The galleries have their detractors, but they are indispensable pieces to regulate the art market and for the artist to be able to channel through them the diffusion of his work.
More and more, you have the means and tools to directly manage all the stages through which your work has to pass until it reaches the final public, but it is the gallery that guarantees the credibility of your real quotation in front of a complex market with a wide and varied offer.
The art gallery is the physical space that summons and brings together the agents that intervene in the various stages through which artistic production has to pass until it is immersed in the supply and demand of collecting.
The art critic comes to the gallery and has to translate the work exhibited on an aesthetic and conceptual level.
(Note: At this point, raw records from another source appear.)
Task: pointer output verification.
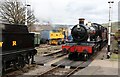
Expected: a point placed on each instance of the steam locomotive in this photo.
(88, 38)
(16, 46)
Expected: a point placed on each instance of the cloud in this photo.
(69, 11)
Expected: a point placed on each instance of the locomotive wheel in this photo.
(85, 56)
(20, 62)
(59, 42)
(70, 56)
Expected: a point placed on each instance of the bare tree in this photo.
(13, 12)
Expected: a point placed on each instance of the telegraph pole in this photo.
(109, 29)
(26, 12)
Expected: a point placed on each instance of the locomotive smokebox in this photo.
(81, 21)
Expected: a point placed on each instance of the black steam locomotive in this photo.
(16, 46)
(88, 38)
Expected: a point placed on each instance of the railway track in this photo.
(66, 72)
(58, 70)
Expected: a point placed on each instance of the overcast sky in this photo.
(69, 11)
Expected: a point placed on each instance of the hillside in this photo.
(114, 26)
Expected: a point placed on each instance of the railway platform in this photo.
(101, 66)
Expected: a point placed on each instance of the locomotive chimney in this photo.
(81, 21)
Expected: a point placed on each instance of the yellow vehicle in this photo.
(53, 36)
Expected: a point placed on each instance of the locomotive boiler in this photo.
(88, 38)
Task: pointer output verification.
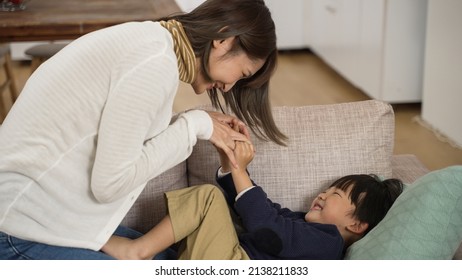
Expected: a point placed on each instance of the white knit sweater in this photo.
(91, 127)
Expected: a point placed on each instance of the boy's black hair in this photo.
(371, 196)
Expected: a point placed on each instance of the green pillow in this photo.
(425, 222)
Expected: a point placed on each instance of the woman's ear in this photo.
(358, 227)
(224, 44)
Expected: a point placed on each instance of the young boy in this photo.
(199, 217)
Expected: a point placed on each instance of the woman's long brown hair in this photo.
(250, 22)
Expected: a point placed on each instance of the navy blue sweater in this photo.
(272, 232)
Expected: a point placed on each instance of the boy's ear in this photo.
(358, 227)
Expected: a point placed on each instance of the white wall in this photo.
(442, 90)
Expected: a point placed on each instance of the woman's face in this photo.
(225, 68)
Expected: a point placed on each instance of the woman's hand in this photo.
(227, 130)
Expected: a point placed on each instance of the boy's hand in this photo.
(226, 131)
(244, 154)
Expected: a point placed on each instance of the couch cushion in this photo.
(150, 206)
(325, 142)
(425, 222)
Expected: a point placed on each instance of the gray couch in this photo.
(325, 142)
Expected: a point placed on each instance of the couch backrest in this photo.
(325, 142)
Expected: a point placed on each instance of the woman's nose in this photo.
(228, 87)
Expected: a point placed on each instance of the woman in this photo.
(94, 123)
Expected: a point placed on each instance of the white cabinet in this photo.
(442, 95)
(378, 45)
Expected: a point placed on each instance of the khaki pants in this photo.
(201, 220)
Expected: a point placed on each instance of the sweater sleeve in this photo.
(136, 140)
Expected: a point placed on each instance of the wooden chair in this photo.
(42, 52)
(7, 81)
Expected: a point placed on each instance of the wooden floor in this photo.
(303, 79)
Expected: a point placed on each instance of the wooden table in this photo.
(50, 20)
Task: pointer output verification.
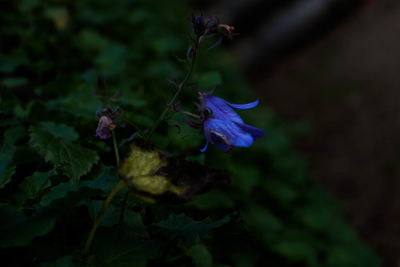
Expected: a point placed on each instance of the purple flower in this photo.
(223, 127)
(106, 125)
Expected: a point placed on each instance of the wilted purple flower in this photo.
(204, 25)
(106, 125)
(223, 127)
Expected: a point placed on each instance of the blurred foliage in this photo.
(54, 174)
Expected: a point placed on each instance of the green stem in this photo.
(134, 126)
(172, 101)
(96, 223)
(122, 215)
(115, 148)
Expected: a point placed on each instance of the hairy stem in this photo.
(173, 99)
(96, 223)
(115, 148)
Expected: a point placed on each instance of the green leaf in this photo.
(16, 229)
(14, 82)
(13, 134)
(105, 180)
(297, 251)
(63, 131)
(208, 81)
(185, 227)
(58, 192)
(200, 255)
(32, 185)
(6, 170)
(110, 217)
(120, 249)
(263, 222)
(73, 160)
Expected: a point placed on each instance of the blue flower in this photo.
(223, 127)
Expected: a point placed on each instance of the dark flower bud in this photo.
(105, 127)
(199, 25)
(226, 30)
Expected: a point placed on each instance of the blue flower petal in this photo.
(226, 133)
(221, 109)
(205, 147)
(244, 106)
(255, 132)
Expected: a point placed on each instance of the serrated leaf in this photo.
(187, 228)
(13, 134)
(71, 159)
(6, 170)
(16, 229)
(140, 167)
(105, 180)
(32, 185)
(58, 192)
(110, 217)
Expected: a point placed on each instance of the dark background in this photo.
(334, 64)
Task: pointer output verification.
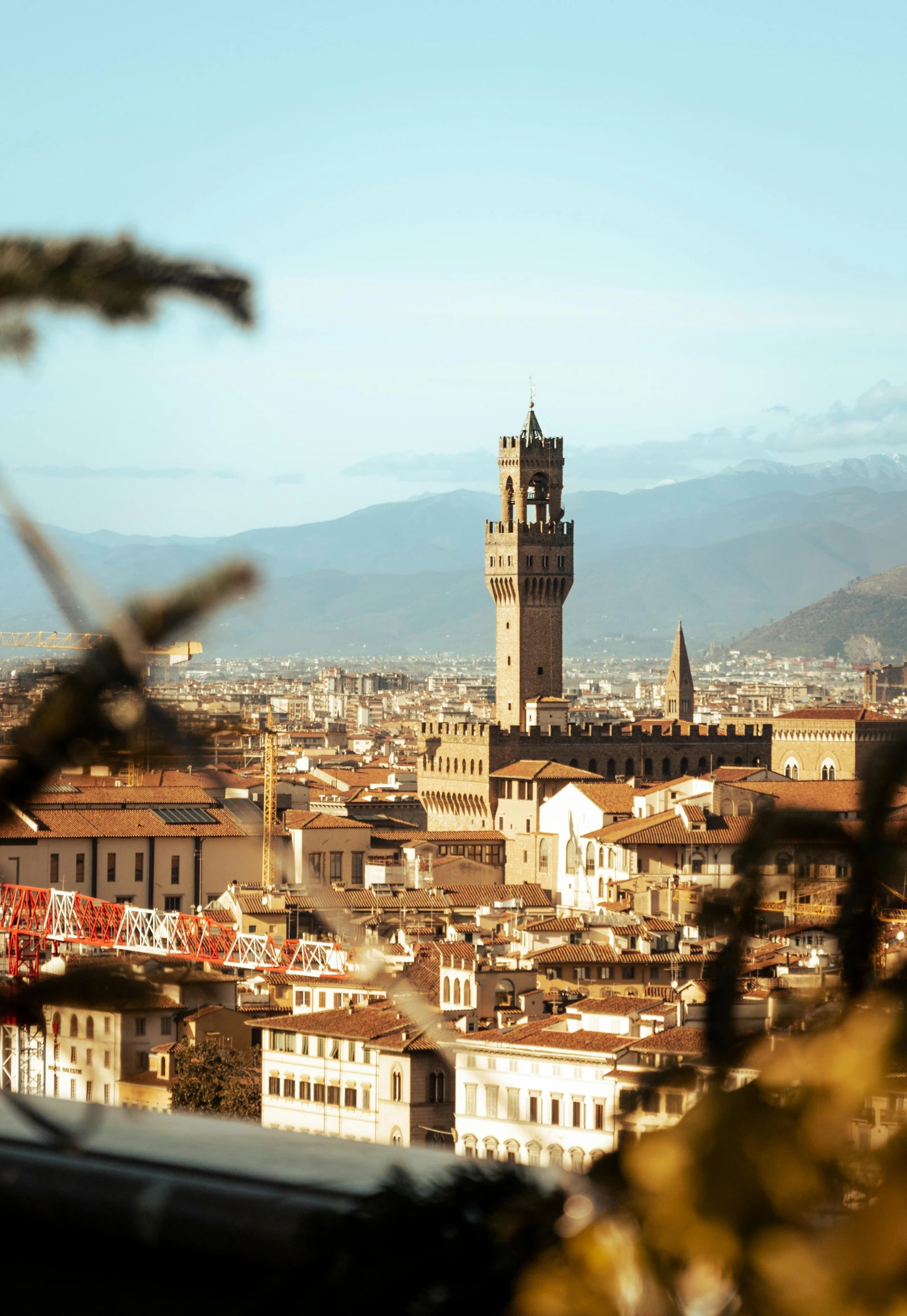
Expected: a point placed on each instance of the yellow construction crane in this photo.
(269, 811)
(181, 652)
For the collector, the figure of the gallery owner is a guarantee because he or she receives information, investment guidance and a guarantee of purchase.
As an artist, a relationship with the gallery is good for you because it means visibility for your work and stability within the art market.
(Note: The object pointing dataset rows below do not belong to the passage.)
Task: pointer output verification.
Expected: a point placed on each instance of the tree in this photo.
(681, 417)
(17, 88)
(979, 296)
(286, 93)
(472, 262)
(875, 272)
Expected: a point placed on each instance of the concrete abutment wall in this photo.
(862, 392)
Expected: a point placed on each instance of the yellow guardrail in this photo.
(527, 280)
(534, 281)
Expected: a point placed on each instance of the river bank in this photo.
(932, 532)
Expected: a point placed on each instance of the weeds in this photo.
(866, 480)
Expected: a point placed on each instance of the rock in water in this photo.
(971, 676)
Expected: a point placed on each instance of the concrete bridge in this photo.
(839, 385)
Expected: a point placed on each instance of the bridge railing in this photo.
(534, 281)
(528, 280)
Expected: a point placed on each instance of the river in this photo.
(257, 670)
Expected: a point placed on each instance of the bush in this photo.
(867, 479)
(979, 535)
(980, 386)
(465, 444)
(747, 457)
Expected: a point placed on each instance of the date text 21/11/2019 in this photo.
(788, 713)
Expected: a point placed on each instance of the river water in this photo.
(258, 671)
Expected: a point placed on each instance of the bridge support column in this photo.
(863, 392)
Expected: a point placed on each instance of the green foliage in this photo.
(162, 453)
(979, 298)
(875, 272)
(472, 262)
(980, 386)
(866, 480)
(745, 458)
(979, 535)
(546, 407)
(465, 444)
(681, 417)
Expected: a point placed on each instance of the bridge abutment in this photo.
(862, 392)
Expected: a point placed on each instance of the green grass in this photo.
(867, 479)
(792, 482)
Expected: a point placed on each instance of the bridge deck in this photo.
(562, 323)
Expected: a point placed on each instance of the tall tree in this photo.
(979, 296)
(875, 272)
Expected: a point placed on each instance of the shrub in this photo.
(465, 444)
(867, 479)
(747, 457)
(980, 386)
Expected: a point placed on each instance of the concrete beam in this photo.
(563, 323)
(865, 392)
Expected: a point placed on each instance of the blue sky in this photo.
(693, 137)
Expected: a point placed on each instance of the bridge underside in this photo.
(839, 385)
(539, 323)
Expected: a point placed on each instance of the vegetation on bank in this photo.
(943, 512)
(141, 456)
You can be self-sufficient in some aspects and know how to manage yourself within the online world, but, at present, it is still the gallery world that gives you credibility with the collector, appropriate infrastructure to show your work, promotion at a national and international level, representation at fairs and similar events, as well as economic support and professional support.
Relations between the gallery and the artist
The artists’ experience with galleries is very varied and has not always been satisfactory (“Beware of pseudo-galleries! The artist always loses out”).
As in any other working relationship, there must be a principle of formality and compliance with the conditions that have been agreed upon and which must be governed by both parties. If these obligations are respected, it is in your interest as an artist to have one or more galleries to work with.
The galleries that work within the primary art market are the intermediary agents that have a closer relationship with the artists they represent or whose work they exhibit. The percentage that the gallery reserves on the sale is around 50%.
With this commission (which normally seems excessive for the author) the gallery must cover the expenses of exhibition and representation.
The distribution of the profit is not equitable from the artist’s point of view, because the artist can occupy up to two years of work to be able to celebrate an exhibition and he takes the same percentage as the gallery that inaugurates several exhibitions during the course, in intervals of one or two months.
Art galleries as a business
The art gallery has a cultural function, but it must be managed as a business.
The gallery owner must know how to combine both concepts (culture and business) to make the company viable.
A great majority of professionals start their activity from an artistic rather than a commercial perspective and this means that many initiatives fail in the first years of activity.
The relationship with the artist, as the sustenance of the gallery, is fundamental and will mark its exhibition seal, because for the gallery owner his passion for art and direct contact with the work of creators is one of the reasons that professionally inspires his vocation.
The exhibitions are free and open access, thus providing a relevant cultural activity from which the whole society benefits.
As far as the art market is concerned, the personality of the gallery owner and his or her professionalism is a guarantee of the work exhibited and the artists it represents.
At the head of leading galleries there is usually a professional with an entrepreneurial capacity, with intuition to bet on new values and an excellent public relations.
These qualities are necessary for both the artists he represents and the collectors in his client portfolio to trust his work.
To be a gallery owner is more than a profession, because only with enthusiasm and capacity of risk can be assumed. There is no specific regulated training, although in recent years specialized courses and masters are proliferating.